He left school in seventh grade during the Great Depression to help support his family. Doing odd jobs for some of the Jewish families in his neighborhood he learned to speak Yiddish. His knowledge of that language would be helpful when he became a witness to the horror of Holocaust that killed more than 6 million Jews.    

Like many others in his Greatest Generation, he served in World War II, but did not often talk about it. The two stories he did mention involved liberating a concentration camp and building a bridge across the Rhine River, both events occurring within a few weeks of each other in the spring of 1945, shortly after surviving the Battle of the Bulge.

The Rhine River crossing took place on March 23, 1945 in a town called Oppenheim. The 87th Engineering Battalion built this bridge while under fire from artillery, fighter aircraft and small arms. Their commander was awarded the Bronze Star for their efforts. Each soldier probably should’ve have been issued that citation.

This scene is depicted in the movie “Patton,” where General Patton phones General Omar Bradley to inform him they had crossed over into Germany. Bradley reportedly said, “You aren’t supposed to be there,” to which Patton responded, “Do you want me to come back?” My father was very proud of this accomplishment. In fact, he carried around a photo of Patton on that bridge by the Rhine. He used to pass out copies of that photo to his friends and customers. I carry that same photo in my wallet today in his memory.

There is a scene in another movie, “Band of Brothers,” where concentration camp inmates are gorging themselves on food from the GI’s garbage dump. An American soldier is trying to explain to them that they will be fed but their digestive systems cannot handle so much food so quickly after being starved nearly to death. My father told me about that scene long before it was depicted on screen. Since he spoke Yiddish, he could very well have been one of the American GIs who tried to warn the prisoners.

Years after my father died, I was touring the U.S. Holocaust Museum in Washington, D.C. As the tour began, the elevator doors opened and there, directly in front of me, was a photo of the liberation of Ohrdruf. And in that picture was my father. I recognized him immediately. In April 1945, his unit liberated that part of the Buchenwald concentration camp run by the SS. He had described the scene in the photo to me before. 

He said: “Someday people will say this never happened. I saw it. It happened.”

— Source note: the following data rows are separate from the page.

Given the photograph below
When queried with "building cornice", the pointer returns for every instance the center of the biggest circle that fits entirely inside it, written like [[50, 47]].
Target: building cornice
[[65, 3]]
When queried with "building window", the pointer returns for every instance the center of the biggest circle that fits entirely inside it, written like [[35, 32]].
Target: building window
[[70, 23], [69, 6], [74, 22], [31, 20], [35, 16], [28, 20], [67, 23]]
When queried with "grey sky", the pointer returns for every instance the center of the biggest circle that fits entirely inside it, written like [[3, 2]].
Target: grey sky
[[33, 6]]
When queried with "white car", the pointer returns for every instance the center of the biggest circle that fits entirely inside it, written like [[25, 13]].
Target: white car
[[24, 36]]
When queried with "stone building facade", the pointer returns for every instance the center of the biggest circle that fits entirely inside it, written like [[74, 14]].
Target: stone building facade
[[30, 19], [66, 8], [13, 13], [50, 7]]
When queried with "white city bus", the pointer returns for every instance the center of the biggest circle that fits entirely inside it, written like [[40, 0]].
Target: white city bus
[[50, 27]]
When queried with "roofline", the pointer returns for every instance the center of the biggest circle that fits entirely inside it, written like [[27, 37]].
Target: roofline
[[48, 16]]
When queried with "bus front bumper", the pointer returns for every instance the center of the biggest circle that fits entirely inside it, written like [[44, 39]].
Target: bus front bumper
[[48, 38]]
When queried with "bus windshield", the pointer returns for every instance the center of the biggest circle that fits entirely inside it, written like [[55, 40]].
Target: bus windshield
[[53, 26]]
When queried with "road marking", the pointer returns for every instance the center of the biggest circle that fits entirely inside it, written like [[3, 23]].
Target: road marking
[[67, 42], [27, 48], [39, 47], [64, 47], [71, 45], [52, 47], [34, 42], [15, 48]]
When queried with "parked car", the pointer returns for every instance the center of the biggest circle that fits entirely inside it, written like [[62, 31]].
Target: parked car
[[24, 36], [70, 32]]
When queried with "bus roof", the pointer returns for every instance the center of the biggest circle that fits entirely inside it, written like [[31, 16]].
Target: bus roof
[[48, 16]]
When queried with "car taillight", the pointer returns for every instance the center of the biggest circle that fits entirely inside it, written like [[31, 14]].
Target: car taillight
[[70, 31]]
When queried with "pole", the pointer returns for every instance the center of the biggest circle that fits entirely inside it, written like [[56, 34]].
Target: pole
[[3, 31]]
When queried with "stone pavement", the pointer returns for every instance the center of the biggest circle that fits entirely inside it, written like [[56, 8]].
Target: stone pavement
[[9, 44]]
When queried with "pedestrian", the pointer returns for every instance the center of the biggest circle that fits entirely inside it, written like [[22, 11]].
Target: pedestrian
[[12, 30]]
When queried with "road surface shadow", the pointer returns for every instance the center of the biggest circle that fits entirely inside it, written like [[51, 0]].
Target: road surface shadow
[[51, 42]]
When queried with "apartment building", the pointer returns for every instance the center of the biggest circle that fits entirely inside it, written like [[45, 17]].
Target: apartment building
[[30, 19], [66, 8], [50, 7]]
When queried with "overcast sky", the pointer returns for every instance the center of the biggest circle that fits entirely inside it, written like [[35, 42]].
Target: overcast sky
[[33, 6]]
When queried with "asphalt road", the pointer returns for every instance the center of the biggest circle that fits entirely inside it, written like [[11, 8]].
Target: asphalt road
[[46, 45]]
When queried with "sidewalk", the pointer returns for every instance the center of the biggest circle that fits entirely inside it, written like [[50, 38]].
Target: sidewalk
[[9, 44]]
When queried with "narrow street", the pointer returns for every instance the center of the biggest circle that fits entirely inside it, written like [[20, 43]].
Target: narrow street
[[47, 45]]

Today, we are in need of bridge builders. It is unbelievable that anti-Semitism is once again on the rise around the world. With the 75th anniversary of the liberation of these camps, we all need to think about what happened in that time, and pray that it never happens again.

Frank Venuto is principal at Venuto and Associates, a Lansing lobbying firm. The U.S. Holocaust Museum confirmed that the photo Venuto saw at the museum was of his father’s unit and that it was his father in the photo.